The House Financial Services Committee called off a vote on a proposed bill to reform the oversight over Fannie Mae and Freddie Mac after the Bush administration issued its opposition to a watered-down version of its proposal to shift oversight to the Treasury Department from the Department of Housing and Urban Development, or HUD.
The Bush administration's opposition came just days after Fannie Mae, one of the most powerful lobbies on Capitol Hill, had reversed its support for the Treasury proposal, prompting lawmakers to rewrite the bill.
And bad news issued from two Federal Home Loan Banks in Atlanta and Pittsburgh, each of which reported third-quarter losses, raised support for a budding proposal to include the 12 regional home loan banks in any new regulatory scheme for government-sponsored enterprises that dominate the huge secondary mortgage market.
"It's one of those issues where a lot of people have a lot of different ideas on it and they're all trying to get on the same page. So far it hasn't been successful," said Brad Thaler, a NAFCU lobbyist.
The reform over the GSEs has tremendous implications for credit unions, which rely on Fannie Mae and Freddie Mac to not only buy as much as half of their conforming mortgage loans, but also to issue them billions of dollars in investments, either in corporate debt or mortgage backed securities.
Yet Another Credit Union Difference
The CU relationship with the home loan banks is a little different, with more than 600 credit unions owning stock in one or more regional bank that gives them the ability to tap the bank for low-cost mortgage funding or to sell mortgages into the FHLBs' fledgling secondary market program, Mortgage Partnership Finance.
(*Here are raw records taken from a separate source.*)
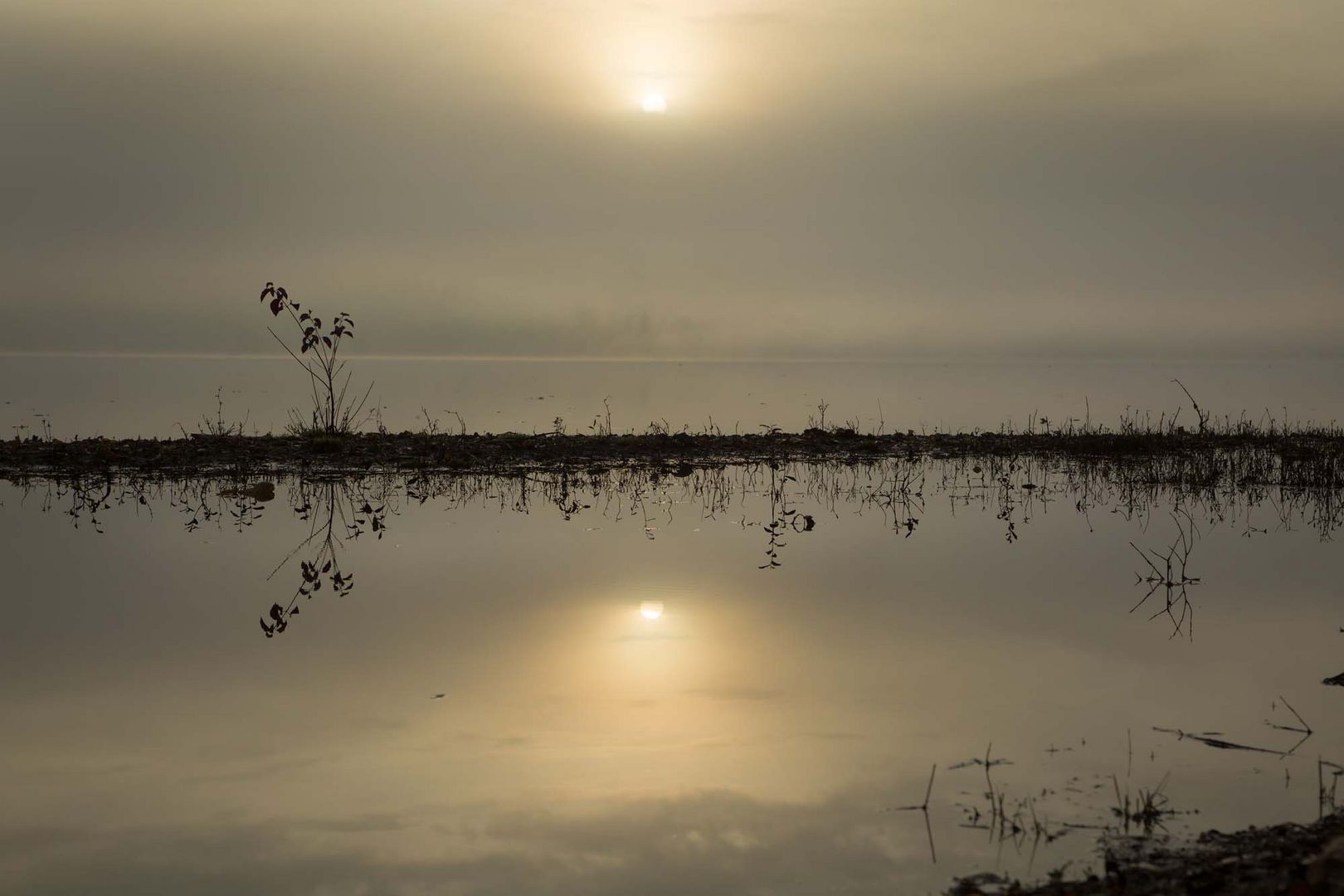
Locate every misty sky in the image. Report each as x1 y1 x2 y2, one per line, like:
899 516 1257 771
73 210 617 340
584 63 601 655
0 0 1344 358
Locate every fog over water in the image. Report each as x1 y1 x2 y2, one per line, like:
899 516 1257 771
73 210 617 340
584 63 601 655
0 0 1344 358
0 356 1344 438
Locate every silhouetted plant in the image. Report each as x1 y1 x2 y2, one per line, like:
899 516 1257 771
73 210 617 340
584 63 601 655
261 280 373 436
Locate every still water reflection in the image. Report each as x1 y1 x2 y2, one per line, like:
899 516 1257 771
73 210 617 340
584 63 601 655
0 460 1344 894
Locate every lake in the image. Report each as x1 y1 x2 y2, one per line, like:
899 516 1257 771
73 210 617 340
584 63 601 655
0 456 1344 894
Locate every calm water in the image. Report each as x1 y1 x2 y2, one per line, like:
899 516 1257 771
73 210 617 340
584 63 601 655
7 356 1344 438
0 460 1344 894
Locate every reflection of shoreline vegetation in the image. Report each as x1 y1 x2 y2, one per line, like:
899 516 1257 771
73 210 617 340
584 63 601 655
7 427 1344 489
18 453 1344 635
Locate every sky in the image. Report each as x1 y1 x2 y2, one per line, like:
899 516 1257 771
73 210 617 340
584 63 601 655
0 0 1344 358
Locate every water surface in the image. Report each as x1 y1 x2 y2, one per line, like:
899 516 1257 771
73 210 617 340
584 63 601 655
0 460 1344 894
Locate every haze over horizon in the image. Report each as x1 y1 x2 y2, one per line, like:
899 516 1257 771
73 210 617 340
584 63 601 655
0 0 1344 358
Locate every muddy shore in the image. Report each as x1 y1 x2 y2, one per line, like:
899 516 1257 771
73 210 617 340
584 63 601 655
0 429 1344 488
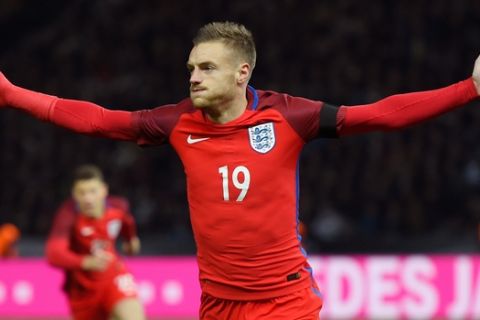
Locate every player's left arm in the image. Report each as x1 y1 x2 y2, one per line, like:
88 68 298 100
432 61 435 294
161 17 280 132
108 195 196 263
115 199 141 255
337 56 480 136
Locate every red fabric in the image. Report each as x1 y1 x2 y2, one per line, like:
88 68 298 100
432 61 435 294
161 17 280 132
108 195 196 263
141 90 322 300
337 78 478 136
4 85 58 120
200 288 323 320
68 273 138 320
48 99 137 141
46 197 136 291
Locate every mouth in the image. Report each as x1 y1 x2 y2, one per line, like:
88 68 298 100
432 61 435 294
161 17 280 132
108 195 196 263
190 87 207 93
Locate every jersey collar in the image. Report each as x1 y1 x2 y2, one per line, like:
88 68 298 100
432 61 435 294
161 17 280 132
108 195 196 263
247 85 258 111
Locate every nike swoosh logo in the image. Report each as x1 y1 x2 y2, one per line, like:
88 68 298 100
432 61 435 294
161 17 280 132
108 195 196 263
187 134 210 144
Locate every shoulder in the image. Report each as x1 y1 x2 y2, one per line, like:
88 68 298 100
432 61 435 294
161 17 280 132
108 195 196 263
257 90 323 112
107 195 130 212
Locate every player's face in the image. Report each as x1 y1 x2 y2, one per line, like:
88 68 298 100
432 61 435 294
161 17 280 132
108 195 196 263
187 41 242 108
72 179 108 218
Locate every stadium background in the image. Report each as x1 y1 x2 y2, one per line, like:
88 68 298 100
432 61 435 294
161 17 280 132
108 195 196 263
0 0 480 318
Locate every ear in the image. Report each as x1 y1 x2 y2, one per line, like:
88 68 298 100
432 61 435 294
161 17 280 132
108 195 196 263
237 63 251 84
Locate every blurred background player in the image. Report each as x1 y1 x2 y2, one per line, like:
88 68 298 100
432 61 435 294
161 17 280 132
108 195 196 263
0 223 20 258
46 165 145 320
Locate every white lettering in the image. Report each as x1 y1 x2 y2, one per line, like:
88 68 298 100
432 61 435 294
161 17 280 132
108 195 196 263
366 256 400 319
326 257 364 319
447 256 473 319
402 256 439 319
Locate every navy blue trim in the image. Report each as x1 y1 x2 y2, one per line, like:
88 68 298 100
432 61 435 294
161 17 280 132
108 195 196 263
248 86 258 111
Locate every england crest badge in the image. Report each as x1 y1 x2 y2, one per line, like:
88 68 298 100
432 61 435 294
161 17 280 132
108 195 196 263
248 122 275 153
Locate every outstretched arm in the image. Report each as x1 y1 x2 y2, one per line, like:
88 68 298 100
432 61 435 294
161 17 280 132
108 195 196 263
337 57 480 136
0 72 138 141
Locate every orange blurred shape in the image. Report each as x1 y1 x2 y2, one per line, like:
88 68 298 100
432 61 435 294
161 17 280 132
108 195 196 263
0 223 20 256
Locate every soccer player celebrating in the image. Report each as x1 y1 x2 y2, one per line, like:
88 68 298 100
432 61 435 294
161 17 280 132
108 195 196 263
46 165 145 320
0 22 480 320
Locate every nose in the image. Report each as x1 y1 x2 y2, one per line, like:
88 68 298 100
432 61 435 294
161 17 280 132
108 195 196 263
190 68 202 84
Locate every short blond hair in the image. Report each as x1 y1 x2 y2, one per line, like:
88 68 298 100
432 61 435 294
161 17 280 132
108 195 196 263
193 21 257 70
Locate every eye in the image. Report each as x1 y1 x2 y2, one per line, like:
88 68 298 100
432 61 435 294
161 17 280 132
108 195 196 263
203 64 215 71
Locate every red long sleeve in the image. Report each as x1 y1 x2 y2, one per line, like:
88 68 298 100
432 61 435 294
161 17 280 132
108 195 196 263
337 78 478 136
47 99 137 141
46 205 83 269
5 85 137 141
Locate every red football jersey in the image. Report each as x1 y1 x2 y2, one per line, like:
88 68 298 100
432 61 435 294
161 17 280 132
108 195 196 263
46 197 136 291
41 78 478 300
134 88 336 300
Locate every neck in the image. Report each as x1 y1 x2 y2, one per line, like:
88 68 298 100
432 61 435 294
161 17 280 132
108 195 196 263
205 94 248 124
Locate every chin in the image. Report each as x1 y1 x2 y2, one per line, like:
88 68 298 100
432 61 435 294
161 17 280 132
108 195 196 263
192 98 210 109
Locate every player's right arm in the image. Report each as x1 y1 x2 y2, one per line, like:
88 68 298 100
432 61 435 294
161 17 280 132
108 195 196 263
0 72 138 141
45 202 113 271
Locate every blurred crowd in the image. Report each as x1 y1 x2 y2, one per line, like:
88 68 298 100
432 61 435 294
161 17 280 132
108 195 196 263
0 0 480 253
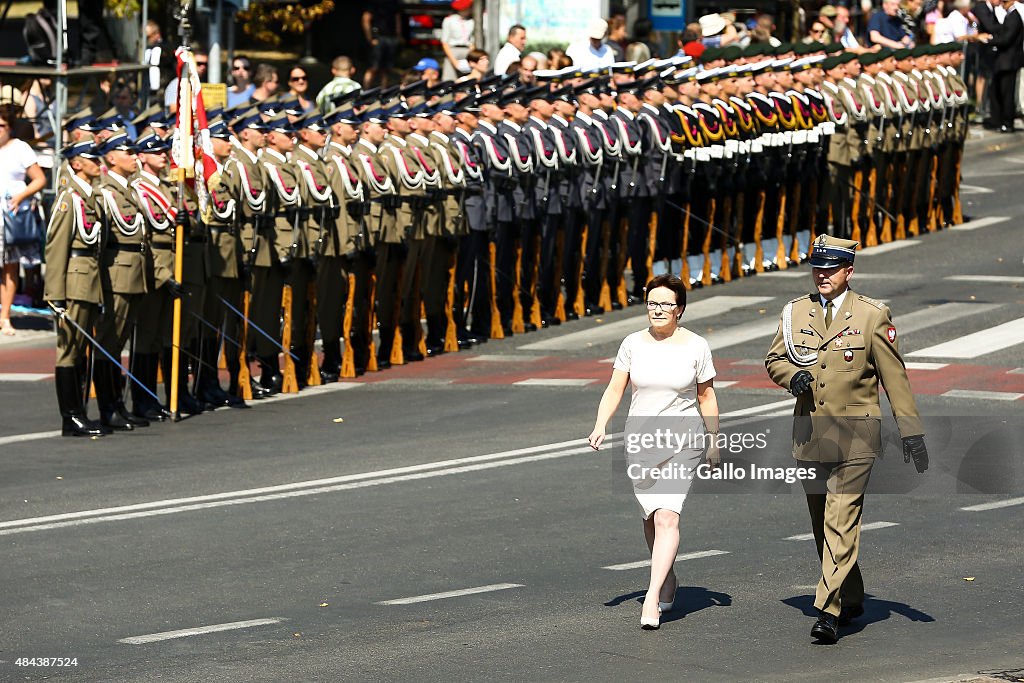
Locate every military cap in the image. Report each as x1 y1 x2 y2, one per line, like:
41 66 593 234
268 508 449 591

"Our biggest concern is that the successful relationship credit unions have with the GSEs is not harmed in any way," said Thaler.
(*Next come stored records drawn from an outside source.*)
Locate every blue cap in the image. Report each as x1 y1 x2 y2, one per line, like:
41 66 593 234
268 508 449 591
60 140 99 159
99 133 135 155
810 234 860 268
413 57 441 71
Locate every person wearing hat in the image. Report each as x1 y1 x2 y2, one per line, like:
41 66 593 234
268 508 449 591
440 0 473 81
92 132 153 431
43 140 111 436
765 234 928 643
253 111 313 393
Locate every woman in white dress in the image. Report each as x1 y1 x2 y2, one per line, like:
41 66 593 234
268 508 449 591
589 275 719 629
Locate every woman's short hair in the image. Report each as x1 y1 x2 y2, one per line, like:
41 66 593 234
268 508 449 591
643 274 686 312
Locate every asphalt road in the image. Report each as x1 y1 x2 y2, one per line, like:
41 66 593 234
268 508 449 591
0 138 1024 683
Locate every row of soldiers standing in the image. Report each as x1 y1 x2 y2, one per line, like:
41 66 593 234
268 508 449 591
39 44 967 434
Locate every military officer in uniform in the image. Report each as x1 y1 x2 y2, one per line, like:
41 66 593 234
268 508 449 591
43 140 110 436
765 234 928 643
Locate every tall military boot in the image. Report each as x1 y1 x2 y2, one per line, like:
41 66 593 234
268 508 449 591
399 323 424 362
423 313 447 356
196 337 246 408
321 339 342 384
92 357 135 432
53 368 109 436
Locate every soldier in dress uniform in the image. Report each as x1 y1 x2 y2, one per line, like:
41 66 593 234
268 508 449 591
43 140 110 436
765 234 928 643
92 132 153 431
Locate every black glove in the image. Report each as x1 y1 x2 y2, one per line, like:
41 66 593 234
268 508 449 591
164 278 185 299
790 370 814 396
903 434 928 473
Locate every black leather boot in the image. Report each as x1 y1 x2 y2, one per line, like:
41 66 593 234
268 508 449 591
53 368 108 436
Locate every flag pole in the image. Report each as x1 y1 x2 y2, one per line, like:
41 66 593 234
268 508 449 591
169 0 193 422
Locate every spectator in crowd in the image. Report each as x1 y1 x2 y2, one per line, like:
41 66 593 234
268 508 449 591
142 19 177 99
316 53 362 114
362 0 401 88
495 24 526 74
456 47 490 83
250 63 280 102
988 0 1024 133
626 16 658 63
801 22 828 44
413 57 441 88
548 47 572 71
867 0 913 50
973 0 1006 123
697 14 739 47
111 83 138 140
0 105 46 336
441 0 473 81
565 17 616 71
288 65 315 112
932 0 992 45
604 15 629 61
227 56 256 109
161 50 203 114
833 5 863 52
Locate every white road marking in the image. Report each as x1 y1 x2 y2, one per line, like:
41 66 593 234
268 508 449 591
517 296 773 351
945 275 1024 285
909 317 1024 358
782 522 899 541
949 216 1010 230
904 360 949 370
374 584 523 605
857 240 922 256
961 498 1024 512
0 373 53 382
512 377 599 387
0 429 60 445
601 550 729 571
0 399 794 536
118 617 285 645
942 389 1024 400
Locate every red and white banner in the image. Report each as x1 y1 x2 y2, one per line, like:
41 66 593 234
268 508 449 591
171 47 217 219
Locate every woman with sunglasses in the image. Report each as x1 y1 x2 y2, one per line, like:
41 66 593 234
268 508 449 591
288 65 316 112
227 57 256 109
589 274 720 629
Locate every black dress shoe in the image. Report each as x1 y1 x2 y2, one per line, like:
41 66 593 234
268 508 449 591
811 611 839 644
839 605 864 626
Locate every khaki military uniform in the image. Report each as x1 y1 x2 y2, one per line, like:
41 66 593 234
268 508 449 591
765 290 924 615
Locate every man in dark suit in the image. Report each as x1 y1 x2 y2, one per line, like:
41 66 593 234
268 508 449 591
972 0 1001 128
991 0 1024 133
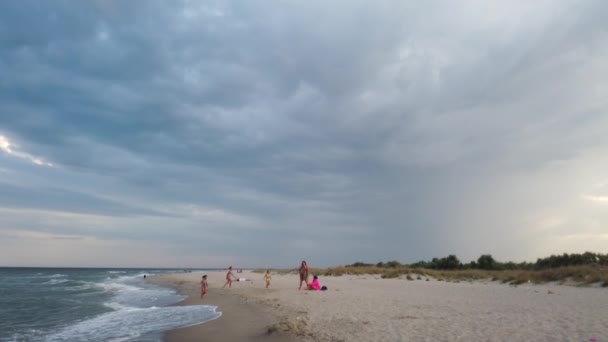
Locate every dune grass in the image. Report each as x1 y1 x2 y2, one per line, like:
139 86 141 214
256 265 608 287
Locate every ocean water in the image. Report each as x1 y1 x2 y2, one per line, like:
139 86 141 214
0 268 221 342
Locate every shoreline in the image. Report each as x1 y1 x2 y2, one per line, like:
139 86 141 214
146 271 295 342
145 271 608 342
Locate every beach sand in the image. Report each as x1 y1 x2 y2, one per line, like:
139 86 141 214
149 271 608 342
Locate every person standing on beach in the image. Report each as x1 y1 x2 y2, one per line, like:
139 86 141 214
222 266 236 288
298 260 308 290
264 270 271 288
201 274 209 299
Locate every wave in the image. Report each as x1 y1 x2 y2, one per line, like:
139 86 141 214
42 278 69 285
45 305 222 342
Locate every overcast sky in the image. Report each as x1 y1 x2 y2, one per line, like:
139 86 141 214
0 0 608 267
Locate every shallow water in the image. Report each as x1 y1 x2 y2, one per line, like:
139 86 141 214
0 268 221 342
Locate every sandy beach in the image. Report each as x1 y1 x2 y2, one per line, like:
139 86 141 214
149 271 608 342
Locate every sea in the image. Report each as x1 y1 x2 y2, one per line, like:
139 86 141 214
0 268 221 342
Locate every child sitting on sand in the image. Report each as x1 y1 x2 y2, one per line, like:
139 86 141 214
264 270 271 288
201 274 209 298
308 276 321 291
222 266 238 288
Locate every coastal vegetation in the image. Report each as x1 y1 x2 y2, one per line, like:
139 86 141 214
260 252 608 287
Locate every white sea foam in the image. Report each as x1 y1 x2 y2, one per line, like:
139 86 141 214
47 273 67 278
45 305 221 342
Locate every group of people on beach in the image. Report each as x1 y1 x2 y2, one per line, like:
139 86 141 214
200 260 327 298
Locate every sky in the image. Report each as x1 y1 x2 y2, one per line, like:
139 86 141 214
0 0 608 268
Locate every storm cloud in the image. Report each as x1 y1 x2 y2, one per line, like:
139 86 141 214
0 1 608 267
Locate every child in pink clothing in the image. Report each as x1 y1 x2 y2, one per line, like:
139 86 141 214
308 276 321 291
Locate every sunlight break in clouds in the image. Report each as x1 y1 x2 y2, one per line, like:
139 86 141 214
0 135 53 167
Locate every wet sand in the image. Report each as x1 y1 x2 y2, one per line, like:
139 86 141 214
148 272 608 342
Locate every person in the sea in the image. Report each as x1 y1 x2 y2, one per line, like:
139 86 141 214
298 260 308 290
222 266 236 288
201 274 209 298
264 270 272 288
308 276 321 291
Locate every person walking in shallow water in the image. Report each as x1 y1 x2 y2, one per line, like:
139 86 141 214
222 266 236 288
298 260 308 290
264 270 272 288
201 274 209 299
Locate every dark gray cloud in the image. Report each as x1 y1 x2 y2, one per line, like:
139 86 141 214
0 1 608 266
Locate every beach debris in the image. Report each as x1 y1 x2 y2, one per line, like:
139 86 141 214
267 316 308 336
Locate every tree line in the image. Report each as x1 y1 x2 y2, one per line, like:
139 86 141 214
346 252 608 271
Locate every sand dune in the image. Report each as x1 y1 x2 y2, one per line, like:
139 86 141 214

The Financial Services Committee was scheduled to vote last week on a bill that would move the oversight of Fannie and Freddie from the Office of Federal Housing Enterprises Oversight, which is currently housed inside HUD, and create a new agency under the Treasury Department. However, in a compromise lobbied for by Fannie and Freddie, HUD would retain the power to approve any new products or services to be offered by one of the two secondary mortgage market giants.
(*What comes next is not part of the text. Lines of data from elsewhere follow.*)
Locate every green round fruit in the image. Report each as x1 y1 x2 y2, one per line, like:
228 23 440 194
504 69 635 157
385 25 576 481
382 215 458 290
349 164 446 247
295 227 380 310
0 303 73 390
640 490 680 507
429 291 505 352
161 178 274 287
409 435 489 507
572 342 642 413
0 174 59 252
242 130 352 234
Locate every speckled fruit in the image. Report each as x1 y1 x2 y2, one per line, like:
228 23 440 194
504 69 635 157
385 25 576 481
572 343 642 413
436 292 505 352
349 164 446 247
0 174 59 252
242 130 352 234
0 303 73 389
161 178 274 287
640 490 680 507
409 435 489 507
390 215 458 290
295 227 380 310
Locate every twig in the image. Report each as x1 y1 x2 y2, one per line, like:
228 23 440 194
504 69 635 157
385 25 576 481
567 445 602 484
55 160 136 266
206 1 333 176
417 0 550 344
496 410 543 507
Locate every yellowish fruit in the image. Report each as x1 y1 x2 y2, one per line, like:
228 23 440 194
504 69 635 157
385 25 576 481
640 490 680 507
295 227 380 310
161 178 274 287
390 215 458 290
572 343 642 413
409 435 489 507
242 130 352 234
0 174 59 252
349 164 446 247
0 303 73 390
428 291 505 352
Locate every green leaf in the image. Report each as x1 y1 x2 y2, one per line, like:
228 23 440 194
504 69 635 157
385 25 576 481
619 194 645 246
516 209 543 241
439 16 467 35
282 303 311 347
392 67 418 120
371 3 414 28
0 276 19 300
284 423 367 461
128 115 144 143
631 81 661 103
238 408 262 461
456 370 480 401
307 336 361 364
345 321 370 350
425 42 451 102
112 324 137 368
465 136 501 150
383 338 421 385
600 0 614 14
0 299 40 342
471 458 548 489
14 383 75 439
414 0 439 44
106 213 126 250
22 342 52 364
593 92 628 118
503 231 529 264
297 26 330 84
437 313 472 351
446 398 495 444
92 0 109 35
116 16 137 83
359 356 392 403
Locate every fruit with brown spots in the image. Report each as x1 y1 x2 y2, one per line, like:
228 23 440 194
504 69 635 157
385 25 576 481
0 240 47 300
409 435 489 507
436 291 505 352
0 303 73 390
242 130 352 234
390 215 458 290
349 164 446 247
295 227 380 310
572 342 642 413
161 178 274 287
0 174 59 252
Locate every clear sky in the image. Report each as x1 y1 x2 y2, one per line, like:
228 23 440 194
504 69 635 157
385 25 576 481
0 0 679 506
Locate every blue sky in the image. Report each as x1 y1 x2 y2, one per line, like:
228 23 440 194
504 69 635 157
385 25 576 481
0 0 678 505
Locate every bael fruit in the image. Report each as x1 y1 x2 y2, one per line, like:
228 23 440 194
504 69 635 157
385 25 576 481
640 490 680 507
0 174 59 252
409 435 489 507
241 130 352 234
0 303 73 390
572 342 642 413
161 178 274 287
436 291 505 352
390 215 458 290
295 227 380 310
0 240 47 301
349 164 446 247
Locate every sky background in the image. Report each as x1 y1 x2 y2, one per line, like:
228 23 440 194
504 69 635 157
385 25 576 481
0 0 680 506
Treasury balked at the compromise proposal, saying it was not a credible alternative and did not represent meaningful reform, prompting the House to cancel the vote at the last minute.
Brian McDonnell, president of Navy FCU, the largest mortgage lender among CUs and a close customer of Fannie Mae's, said he supports the compromise proposal because it leaves the decision-making authority over new products and services in HUD, which is the key housing administrator in the federal government. To move that decision-making authority to Treasury, he suggested, would open it up to political interference. This would invite increased pressure from a powerful lobby led by big banks to rein in Fannie and Freddie to help them carve a greater niche in the mortgage market, said McDonnell. "There's been a lot of rhetoric over concerns about Fannie and Freddie that's been generated by the big banks," he said.
Last week's news by the FHLBs of Atlanta and Pittsburgh complicates the matter even further. On the same day, the Atlanta bank, which has 1,194 members, including 110 credit unions, reported that a write-down of its mortgage hedging portfolio caused it to book a $9.1- million loss for the third quarter, and the FHLB of Pittsburgh, with 352 members, including 17 credit unions, said that losses on its investments will push it into the red to the tune of $6.5 million for the third quarter. The news came just weeks after the FHLB of New York reported that a $193-million loss on its investments caused it to halt dividends for the third quarter.
The negative news is sure to fuel efforts by some lawmakers to include the FHLBs in any new regulatory scheme designed for the Fannie Mae and Freddie Mac housing GSEs. Following last week's reports by the Atlanta and Pittsburgh banks, a top Treasury Department official said it may be prudent to include the home loan banks in a GSE reform package.